High View of the Sacraments or Not?
I want to briefly reflect on the sacraments. This is not so much a general theological reflection as a personal comment, expressing my own position on this. As I said a couple of days ago regarding hearing the voice of God, in a spiritual movement there is much listening, much hearing, and much creativity. Structure comes in to resolve this chaos into a tighter community, but structure also often works to kill it. Thus we have a closed canon. None of us can be spiritual in a New Testament sense precisely because we have a New Testament, or even more precisely because we have a New Testament regarded in this manner. Both structure and freedom (even chaos) have value in community, but they also are at war with one another.
Herold Weiss, in his book Meditations on According to John, makes this comment (p. 152):
The sacraments were established toward the end of the first century when Christianity was becoming institutionalized and starting to create official channels through which the Holy Spirit could flow under ecclesiastical control.…
This is structure fighting the chaos that results when people listen to God for themselves, or think they are doing so. God’s presence when two or three are gathered is a nice thing, but the organized church much prefers that God’s presence be manifested in groups of two or three hundred, or perhaps thousand, led by an ordained minister, supported by an adequate staff.

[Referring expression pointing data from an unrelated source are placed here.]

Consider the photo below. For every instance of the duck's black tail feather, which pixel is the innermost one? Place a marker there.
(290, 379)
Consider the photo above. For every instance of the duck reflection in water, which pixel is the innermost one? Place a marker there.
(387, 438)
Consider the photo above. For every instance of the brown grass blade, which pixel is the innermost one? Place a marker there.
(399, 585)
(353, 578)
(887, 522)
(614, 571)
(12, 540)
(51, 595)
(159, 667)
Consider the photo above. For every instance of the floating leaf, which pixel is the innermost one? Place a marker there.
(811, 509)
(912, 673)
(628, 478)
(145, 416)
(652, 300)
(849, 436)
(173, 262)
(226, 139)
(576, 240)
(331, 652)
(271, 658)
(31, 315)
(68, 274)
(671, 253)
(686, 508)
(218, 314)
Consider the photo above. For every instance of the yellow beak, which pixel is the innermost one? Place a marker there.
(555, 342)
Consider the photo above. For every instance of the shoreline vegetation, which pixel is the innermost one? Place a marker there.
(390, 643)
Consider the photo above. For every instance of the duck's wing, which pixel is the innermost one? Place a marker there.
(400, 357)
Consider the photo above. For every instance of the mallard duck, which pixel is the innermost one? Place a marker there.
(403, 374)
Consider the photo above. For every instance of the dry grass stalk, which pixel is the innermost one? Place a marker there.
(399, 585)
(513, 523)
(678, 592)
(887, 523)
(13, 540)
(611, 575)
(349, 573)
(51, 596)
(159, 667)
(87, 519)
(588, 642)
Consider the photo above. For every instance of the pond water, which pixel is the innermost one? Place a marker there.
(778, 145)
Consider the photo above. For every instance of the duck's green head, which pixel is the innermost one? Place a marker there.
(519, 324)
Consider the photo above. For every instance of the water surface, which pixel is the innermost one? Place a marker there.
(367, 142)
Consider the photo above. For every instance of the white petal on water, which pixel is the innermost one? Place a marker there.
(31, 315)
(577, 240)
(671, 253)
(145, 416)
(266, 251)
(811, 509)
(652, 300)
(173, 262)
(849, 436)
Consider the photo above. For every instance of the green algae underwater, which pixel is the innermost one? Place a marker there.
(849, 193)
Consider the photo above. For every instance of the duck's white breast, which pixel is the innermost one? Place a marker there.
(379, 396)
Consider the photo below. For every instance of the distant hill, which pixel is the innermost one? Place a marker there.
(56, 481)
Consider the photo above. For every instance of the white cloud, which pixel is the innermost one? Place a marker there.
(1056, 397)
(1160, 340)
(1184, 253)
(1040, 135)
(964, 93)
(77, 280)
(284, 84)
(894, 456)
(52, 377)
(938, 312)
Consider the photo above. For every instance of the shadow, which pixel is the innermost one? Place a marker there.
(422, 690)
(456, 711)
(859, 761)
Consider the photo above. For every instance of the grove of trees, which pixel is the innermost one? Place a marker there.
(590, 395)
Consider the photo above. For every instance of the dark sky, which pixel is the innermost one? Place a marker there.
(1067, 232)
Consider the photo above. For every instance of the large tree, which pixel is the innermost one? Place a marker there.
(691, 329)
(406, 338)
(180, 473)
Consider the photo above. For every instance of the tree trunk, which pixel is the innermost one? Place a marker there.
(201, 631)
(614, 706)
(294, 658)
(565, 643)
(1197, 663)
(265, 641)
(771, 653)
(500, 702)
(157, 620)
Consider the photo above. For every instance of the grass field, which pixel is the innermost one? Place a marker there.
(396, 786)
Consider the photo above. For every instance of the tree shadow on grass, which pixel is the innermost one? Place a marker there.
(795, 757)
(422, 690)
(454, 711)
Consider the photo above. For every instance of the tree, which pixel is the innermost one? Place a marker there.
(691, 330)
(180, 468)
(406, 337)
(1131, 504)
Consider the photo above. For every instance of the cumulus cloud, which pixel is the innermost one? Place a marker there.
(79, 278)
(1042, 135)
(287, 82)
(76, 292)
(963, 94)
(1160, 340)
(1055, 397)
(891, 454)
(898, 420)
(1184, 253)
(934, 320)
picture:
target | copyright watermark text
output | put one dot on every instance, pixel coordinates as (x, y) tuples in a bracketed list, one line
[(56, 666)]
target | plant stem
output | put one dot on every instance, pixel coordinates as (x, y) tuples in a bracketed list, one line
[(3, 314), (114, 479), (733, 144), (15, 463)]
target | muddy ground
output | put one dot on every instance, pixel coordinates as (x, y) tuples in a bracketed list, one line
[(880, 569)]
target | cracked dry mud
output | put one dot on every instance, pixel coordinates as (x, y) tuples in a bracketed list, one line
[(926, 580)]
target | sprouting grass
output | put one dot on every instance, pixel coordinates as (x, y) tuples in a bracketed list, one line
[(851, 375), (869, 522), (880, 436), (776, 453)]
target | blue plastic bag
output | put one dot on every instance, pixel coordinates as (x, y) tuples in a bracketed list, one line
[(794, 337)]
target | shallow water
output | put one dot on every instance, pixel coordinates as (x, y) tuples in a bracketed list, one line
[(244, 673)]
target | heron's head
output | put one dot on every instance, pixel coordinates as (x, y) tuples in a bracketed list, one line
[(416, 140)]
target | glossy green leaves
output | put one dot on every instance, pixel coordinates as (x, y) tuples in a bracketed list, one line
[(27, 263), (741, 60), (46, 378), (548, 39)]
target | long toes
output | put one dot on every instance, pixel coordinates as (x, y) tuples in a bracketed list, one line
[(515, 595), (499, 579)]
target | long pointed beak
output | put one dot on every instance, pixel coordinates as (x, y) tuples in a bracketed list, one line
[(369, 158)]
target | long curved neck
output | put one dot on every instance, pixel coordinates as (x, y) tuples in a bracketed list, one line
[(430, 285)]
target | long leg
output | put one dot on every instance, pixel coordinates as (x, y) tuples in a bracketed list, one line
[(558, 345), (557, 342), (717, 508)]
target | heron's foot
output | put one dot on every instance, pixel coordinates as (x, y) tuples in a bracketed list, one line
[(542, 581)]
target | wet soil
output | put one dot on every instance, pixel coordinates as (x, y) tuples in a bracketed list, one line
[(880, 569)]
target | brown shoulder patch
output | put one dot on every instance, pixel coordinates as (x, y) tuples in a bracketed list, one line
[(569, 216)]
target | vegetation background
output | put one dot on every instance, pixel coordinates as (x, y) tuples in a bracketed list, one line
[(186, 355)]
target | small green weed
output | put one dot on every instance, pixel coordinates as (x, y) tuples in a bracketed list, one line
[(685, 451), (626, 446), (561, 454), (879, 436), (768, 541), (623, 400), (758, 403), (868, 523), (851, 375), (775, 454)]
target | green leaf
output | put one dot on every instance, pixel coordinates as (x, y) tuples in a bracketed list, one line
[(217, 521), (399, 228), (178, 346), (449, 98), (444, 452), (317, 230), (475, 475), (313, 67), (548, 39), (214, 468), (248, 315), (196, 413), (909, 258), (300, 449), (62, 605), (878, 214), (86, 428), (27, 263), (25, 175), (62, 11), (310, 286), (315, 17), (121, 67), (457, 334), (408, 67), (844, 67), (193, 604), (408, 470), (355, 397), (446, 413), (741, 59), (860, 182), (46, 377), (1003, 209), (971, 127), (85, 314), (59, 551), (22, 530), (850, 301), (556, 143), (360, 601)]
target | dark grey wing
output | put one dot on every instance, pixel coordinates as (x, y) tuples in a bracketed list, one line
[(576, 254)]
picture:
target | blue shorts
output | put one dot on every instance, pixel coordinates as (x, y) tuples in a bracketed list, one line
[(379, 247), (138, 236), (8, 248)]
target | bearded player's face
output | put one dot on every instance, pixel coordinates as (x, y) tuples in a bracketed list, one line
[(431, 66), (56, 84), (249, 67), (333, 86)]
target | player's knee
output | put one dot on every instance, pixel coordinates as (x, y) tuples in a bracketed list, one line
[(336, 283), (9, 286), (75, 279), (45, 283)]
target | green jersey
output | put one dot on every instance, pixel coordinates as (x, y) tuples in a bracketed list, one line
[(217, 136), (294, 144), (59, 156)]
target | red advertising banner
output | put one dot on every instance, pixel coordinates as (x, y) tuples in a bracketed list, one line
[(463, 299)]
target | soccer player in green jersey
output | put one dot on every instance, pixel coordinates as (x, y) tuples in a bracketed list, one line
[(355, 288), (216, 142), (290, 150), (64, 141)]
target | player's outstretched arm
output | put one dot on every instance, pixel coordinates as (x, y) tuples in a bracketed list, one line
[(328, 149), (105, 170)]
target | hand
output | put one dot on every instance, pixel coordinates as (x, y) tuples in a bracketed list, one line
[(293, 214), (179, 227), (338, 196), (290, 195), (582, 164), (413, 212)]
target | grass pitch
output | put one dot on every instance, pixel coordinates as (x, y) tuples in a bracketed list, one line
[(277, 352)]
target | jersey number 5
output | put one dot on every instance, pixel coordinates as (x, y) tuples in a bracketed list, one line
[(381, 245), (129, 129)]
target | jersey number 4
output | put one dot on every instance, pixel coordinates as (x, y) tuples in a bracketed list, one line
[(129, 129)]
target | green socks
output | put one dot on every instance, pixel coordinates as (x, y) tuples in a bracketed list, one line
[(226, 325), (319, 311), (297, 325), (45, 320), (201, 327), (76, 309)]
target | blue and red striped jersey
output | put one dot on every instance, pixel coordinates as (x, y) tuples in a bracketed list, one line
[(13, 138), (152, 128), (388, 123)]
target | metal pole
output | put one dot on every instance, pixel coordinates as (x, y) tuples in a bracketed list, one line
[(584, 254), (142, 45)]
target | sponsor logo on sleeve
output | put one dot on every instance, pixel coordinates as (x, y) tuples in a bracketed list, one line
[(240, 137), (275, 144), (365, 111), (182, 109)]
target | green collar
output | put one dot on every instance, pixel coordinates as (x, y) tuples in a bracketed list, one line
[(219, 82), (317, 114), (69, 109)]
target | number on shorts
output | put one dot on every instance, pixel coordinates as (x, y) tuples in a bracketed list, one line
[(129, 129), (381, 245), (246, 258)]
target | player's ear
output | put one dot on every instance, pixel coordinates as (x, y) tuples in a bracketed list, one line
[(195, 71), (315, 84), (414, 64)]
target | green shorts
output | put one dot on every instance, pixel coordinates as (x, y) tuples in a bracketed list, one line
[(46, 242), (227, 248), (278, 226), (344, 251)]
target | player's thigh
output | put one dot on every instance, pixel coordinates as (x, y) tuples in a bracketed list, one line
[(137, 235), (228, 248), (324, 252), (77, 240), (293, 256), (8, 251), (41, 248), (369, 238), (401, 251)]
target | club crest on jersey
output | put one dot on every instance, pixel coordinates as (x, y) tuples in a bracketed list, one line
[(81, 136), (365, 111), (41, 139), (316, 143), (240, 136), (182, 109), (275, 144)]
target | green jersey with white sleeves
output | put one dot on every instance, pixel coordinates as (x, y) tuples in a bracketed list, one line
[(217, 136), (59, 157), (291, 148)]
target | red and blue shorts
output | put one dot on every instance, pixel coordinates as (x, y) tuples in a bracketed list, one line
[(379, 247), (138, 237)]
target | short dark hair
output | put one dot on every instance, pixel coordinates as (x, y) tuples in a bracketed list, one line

Breaking out the bread and wine at lunch with a couple of friends, praying over it, sharing it (along with, say, a nice dish of pasta), and feeling the presence of Jesus is not sanctioned by church law.
In thinking about this I think I have a very high view of the sacraments in that I believe that Jesus is really present, that there is something different about communion or the Eucharist than about our common meals. Where I differ from the normal high view, I think, is that I don’t really think God cares that much about our church laws. If two or three friends shared their food and drink with the intention of truly inviting Christ to be present, I think he will be, regardless of ritual, ordination, or the structure in which it takes place. It can happen in a bar as you share beer and pretzels.
Indeed, if someone accepted Christ and a totally unordained person dips them under the water, baptizing them in the name of the Father, the Son, and the Holy Spirit, I think they have been buried with Christ and will come up in newness of life.
I suspect that the same actions in some of our buildings, performed by persons chosen and ordained for the purpose, sometimes fail to accomplish anything. People just get wet or take a morsel or bread or wine. It depends on the hearts, I think, which God truly sees, and I do not.
I’m not planning to go on a crusade of sacraments outside the church. The reason for this is not the success of the sacrament itself in mediating God’s presence. Rather, I think that God’s call is to community. I would ask the folks with beer and pretzels to find more people with whom they can share the presence of Christ. I would ask them to build bonds and form communities.
Contrary to the idea that the communion meal should remain separate from our secular meals, however, I believe God’s intent is that the communion meal take over from the secular, that more and more of our lives become sacred. We learn to distinguish, as Leviticus says, the holy from the common, but we do so not in order to segregate them, but in order to allow the holy to draw into itself the common until all is holy.
I believe that’s about as high a view of the sacraments as one can have.